正論しか社長は言わない…だから社長なんだ。

「落ち着け…ナニが言いたいの」

「30歳にもなって…一回り下のアイドルに紛れてアイドルしたいとか言うマネージャーは最低最悪だって…何で言ってくれないんですか」

「いや、だからマスコットとして、フックになるからええねん別に。俺がきっかけ作ってもうたしな。でもマネージャーとしてメンバー潰すのはちゃうやんってだけ」

「ルルちゃんにも…オタク達にも…嫌われてる」

「いや変だとは思われてるやろけど、嫌われてはないよ」

「変だとは思われてるんですね…」

だって変やん、と社長は言った。

明日の名古屋の対バンにはルルが来れないからお前頼むなと言って社長は事務所を出ていった。

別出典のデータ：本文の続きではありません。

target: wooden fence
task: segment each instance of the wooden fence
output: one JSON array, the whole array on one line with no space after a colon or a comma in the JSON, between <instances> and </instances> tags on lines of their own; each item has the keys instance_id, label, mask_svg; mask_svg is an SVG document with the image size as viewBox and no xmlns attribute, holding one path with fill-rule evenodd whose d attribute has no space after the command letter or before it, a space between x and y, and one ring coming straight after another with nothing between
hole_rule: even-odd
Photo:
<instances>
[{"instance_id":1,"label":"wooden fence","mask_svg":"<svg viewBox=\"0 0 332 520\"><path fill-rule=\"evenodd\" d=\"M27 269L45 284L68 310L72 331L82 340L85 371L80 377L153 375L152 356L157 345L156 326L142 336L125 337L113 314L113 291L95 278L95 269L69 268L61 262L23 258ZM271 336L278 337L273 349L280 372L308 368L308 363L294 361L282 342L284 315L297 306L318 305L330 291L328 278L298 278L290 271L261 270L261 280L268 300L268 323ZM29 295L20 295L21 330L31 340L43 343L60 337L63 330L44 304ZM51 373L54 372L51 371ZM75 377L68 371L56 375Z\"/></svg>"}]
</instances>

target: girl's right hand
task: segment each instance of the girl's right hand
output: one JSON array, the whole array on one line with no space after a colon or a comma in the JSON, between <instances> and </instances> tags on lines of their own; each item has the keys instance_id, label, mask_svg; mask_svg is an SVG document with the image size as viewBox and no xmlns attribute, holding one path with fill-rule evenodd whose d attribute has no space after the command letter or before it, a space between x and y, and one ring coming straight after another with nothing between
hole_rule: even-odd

クビはまのがれた様だけれど…変だと思われている事実で胃が痛くなった。


【4】

ナニモノ/ナニモノ/ナニモノ


アイドルになりたかった。

なれなかった。

マネージャーになった。

ちゃんと出来なかった。

アイドルもやるマネージャーなのか、マネージャーもやるアイドルかのか…良くわからない私が今ここにいる。

あの日…

「アイドルとしてとか、マネージャーとしてとかはエェから、普通に今まで通り皆のために頑張るミサキでいてくれ」と社長に言われてなんだかホッとした。

居場所が出来た気がした。

第七のメンバーにならなきゃと勝手に焦っていた自分に気がついたのが大きい。

私は私として『TOWA』のために居れば良いんだ。

衣装のスカートの丈を修正しながらそう思う。

電話が鳴った。

社長からだ…。

「え?社長…熱?明日来れない?うわ…対バンの前にめちゃ大事な打ち合わせもありますよね…ん~わかりました!なんとか私やっておきます!」

ナニモノでもない私は名前や立場にこだわって生きてきた。

でも、気がつけば私は私という絶妙なバランスでTOWAに必要とされている。

私はナニモノになれなくても私だ。いや…ナニモノでもない私の組み合わせがダレでもない私をつくっている。

明日の業務はマネージャー兼アイドル兼社長…あ、ドライバーもか。これが今のミサキの仕事だ。

私はミサキだ、ココに居る、ミサキだ。